Reading this thread and other discussions on this site, I want to say that I feel welcome here. I can understand this experience may not be universal among cisgender people, and I respect those different experiences. But I expected a lot less welcoming in this space. After all, many people here have been hurt by people who share a trait in common with me. And, in some significant ways, I am a foreigner to most people here (including many other SOs who were introduced to this site's subjects in a different way).
If I am a visiting a foreign country, I have to learn to respect that country - even when they have problems with my home country. It isn't my responsibility to correct every misconception about my home country through debate. And I'll probably have a miserable time if I take every view of my home country personally.
Of course that doesn't mean that the foreign people might not have valid points. If I go to Europe and hear about "ugly Americans", they might have observed something real. And, perhaps, I'd do good to listen - maybe I should take care to recognize that there are lots of countries other than America, for instance, or that America isn't the best at everything.

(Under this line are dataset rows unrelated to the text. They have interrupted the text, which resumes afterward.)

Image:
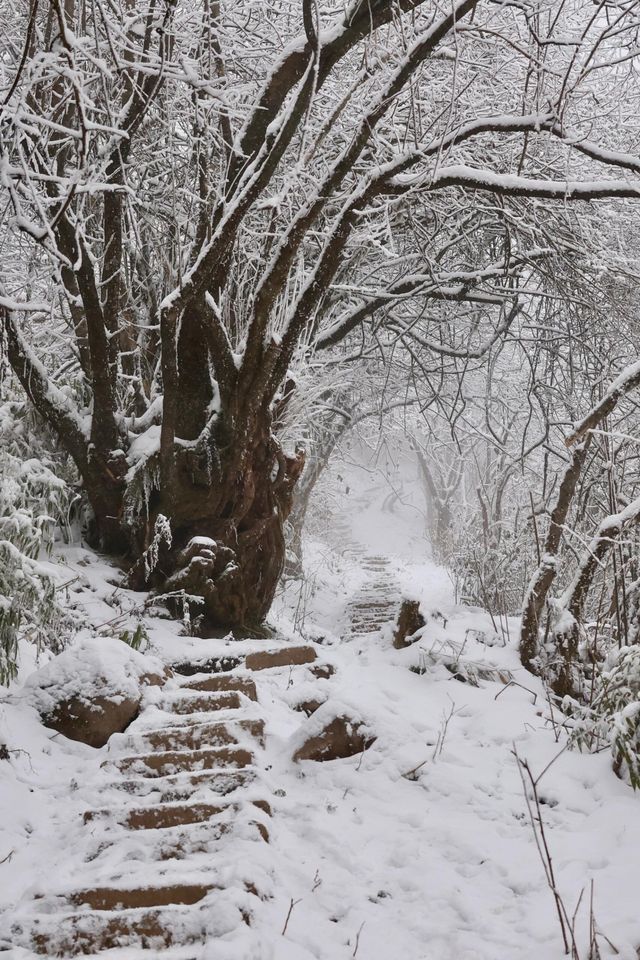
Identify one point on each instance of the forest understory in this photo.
(424, 846)
(319, 479)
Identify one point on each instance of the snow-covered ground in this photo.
(419, 848)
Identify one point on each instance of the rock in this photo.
(410, 620)
(93, 689)
(309, 706)
(340, 738)
(284, 657)
(323, 671)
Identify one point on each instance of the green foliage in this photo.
(35, 500)
(613, 716)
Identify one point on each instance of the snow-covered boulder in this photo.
(93, 689)
(339, 738)
(410, 620)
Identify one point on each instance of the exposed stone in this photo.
(309, 706)
(223, 683)
(341, 738)
(286, 657)
(323, 671)
(93, 689)
(92, 721)
(410, 620)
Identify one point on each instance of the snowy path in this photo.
(420, 847)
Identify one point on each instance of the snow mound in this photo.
(96, 666)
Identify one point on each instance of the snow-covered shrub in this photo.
(35, 500)
(613, 716)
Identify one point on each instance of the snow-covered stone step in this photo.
(196, 736)
(193, 702)
(254, 659)
(168, 789)
(162, 816)
(174, 761)
(134, 898)
(90, 932)
(223, 683)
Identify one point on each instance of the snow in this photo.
(103, 664)
(420, 848)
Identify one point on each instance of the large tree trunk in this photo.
(227, 521)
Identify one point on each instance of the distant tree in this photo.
(201, 195)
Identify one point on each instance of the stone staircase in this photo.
(169, 853)
(377, 602)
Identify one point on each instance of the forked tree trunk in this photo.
(227, 530)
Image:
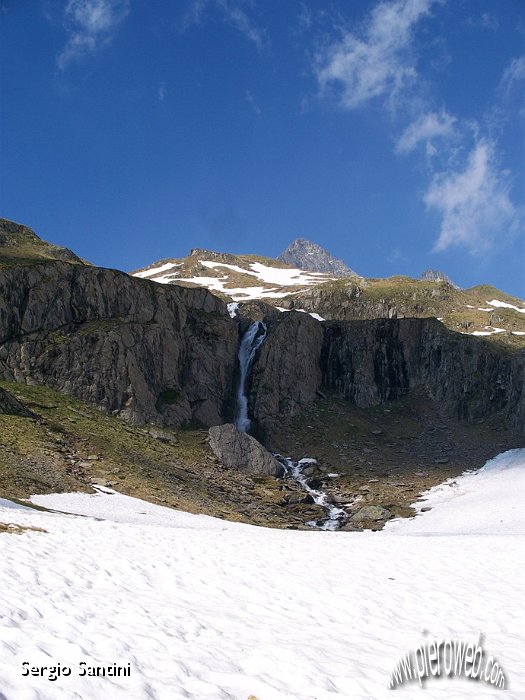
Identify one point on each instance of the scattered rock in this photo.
(239, 450)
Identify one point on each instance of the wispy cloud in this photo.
(378, 61)
(90, 24)
(474, 203)
(513, 74)
(426, 128)
(234, 12)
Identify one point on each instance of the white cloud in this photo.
(514, 73)
(378, 61)
(250, 99)
(90, 24)
(233, 11)
(427, 127)
(474, 203)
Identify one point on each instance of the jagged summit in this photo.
(437, 276)
(310, 256)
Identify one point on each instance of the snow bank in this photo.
(488, 501)
(206, 609)
(505, 305)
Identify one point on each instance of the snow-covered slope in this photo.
(240, 277)
(480, 311)
(202, 608)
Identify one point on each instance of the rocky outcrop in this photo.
(20, 242)
(369, 362)
(309, 256)
(238, 450)
(11, 406)
(133, 347)
(286, 373)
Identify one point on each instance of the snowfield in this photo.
(203, 608)
(283, 277)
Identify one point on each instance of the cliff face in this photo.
(371, 362)
(286, 373)
(147, 352)
(309, 256)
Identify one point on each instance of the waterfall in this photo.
(335, 517)
(250, 343)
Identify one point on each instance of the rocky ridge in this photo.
(310, 256)
(167, 354)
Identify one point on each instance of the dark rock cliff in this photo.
(309, 256)
(371, 362)
(145, 351)
(286, 372)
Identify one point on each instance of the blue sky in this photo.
(392, 133)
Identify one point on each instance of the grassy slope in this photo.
(389, 454)
(71, 445)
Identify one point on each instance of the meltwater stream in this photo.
(251, 341)
(335, 516)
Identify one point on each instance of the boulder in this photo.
(238, 450)
(370, 513)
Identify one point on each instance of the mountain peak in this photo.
(306, 255)
(19, 243)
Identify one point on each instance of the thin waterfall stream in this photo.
(251, 341)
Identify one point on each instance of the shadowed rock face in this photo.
(147, 352)
(238, 450)
(371, 362)
(11, 406)
(168, 354)
(286, 372)
(309, 256)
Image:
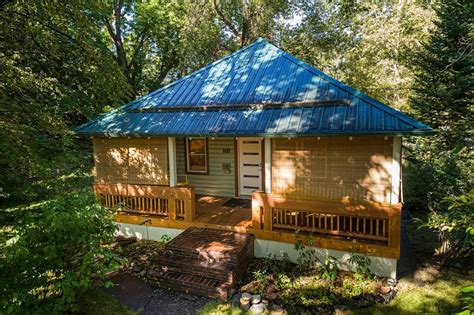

So, when I'm here, I try to recognize that people here might see a side of cisgender people that I don't generally see myself - just as I don't see America the way Europeans might. While Europeans are not experts on Americans, and transgender people are not experts on cisgender people, that doesn't mean that Europeans and transgender people don't have a unique perspective with valid observations - sometimes observations I'd rather weren't true, but which would do me a lot of good to hear anyhow.